Makati Avenue () is a major commercial thoroughfare in Makati, Metro Manila, Philippines. It forms the eastern border of Ayala Triangle and is one of the three main avenues of the Makati Central Business District. The avenue runs in a somewhat north–south diagonal direction almost parallel with Epifanio de los Santos Avenue (EDSA). It passes through two distinct neighborhoods of the city: the Makati CBD and the old Makati Población. At its northern end lies the older part of Makati starting from J.P. Rizal Avenue. It continues through Población to Gil Puyat Avenue, marking the southern edge of the old district. South of Gil Puyat onto the CBD, the avenue becomes more commercial and upscale. The shopping hub of Ayala Center and Arnaiz Avenue lie at its southern end.

Makati Avenue has two lanes each way in the Poblacion area, widening to three or four in the CBD. It has a short extension into the gated San Lorenzo Village as San Lorenzo Drive.

History

The avenue served as the primary access road to the old Nielson Field airport from San Pedro de Macati. It was known as Culi-Culi Road which also led to the barrio of Culi-Culi (now Pio del Pilar) just west of Nielson Field. After the airport was closed down after World War II, its two runways were converted into wide roads known today as Ayala Avenue and Paseo de Roxas. The airport's control tower was preserved and is now a library called Filipinas Heritage Library. This library is located along the avenue at the southeast corner of Ayala Triangle.
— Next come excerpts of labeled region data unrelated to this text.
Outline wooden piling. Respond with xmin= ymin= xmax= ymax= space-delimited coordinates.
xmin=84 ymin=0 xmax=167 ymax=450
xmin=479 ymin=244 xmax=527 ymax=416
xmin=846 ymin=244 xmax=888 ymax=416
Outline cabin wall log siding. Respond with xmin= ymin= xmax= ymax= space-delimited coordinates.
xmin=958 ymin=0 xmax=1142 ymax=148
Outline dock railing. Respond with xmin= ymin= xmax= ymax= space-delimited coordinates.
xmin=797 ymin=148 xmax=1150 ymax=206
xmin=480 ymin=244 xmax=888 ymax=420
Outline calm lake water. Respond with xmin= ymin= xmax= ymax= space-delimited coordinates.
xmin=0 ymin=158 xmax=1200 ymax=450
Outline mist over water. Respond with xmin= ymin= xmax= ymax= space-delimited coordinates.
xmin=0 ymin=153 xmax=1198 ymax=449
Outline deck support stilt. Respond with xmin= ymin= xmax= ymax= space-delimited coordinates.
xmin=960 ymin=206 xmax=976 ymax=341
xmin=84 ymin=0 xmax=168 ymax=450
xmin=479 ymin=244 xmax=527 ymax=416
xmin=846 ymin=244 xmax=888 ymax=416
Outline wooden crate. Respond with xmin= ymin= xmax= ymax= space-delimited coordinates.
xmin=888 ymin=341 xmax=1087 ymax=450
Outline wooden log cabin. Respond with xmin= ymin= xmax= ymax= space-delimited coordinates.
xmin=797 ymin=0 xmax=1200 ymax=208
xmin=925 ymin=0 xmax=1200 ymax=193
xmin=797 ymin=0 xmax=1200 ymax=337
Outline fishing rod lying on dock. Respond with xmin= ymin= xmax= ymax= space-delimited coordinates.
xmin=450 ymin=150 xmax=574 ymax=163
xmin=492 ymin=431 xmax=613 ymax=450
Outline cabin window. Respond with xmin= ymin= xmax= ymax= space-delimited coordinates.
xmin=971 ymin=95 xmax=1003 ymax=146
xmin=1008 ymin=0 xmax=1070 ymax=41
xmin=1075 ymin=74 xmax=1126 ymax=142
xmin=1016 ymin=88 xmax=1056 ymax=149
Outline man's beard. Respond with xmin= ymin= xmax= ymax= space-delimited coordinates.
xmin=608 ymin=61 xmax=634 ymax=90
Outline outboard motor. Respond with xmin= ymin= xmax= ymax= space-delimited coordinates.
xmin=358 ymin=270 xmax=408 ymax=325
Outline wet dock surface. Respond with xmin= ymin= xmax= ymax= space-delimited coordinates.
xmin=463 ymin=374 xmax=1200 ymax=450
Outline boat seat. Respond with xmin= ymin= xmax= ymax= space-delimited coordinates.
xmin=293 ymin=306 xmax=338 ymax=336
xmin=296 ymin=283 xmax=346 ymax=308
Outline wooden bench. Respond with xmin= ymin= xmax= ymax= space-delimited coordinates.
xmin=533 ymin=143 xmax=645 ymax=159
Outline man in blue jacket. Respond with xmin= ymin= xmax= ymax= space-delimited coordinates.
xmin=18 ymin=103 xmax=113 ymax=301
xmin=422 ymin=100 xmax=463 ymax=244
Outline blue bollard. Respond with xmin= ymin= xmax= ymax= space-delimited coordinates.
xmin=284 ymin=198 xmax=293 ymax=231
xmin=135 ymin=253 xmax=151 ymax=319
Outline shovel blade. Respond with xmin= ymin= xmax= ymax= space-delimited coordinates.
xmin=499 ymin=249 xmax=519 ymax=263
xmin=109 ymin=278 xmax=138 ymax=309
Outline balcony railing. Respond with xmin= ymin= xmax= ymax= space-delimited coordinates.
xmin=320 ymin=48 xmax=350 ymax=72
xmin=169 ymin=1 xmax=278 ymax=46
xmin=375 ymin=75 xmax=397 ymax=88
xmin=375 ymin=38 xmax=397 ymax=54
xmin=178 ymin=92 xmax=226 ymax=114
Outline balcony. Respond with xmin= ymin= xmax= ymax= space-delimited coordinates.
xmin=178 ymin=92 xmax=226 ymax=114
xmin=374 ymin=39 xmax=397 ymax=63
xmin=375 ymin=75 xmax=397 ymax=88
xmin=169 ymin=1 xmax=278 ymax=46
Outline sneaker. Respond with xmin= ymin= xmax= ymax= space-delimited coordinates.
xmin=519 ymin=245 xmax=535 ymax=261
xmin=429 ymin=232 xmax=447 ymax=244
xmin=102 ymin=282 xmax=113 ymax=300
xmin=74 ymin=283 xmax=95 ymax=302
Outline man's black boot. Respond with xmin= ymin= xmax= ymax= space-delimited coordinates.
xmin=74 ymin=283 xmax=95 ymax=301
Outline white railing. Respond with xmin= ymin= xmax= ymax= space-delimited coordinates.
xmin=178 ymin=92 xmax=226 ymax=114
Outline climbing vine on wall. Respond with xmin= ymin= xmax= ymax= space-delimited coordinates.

Makati Avenue, particularly its northern segment in Poblacion, has a history of prostitution. The areas around P. Burgos Street with its nightclubs, bars and budget hotels are considered by many as the red light district of Makati. At present, however, the area is undergoing gentrification with the completion of several new commercial developments including the Century City mall and complex.

Intersections

Points of interest

Makati Avenue is a retail and entertainment hub of Makati. At its south end, the avenue bisects the Ayala Center, separating Glorietta, The Landmark department store and The Link shopping mall from the more upscale Greenbelt shopping center. This section of the avenue also hosts the Ayala Museum, Greenbelt Chapel, as well as several luxury hotels such as the Makati Shangri-La, Manila, Fairmont Hotel Manila, Raffles Hotel Manila, and New World Makati Hotel. The stretch from Ayala Avenue to Gil Puyat Avenue is the site of the Ayala Triangle Gardens, which houses the Old Nielson Tower and the future Park Central Towers. This section of the avenue also hosts The Peninsula Manila, Zuellig Building, Pacific Star Building, as well as several other office buildings.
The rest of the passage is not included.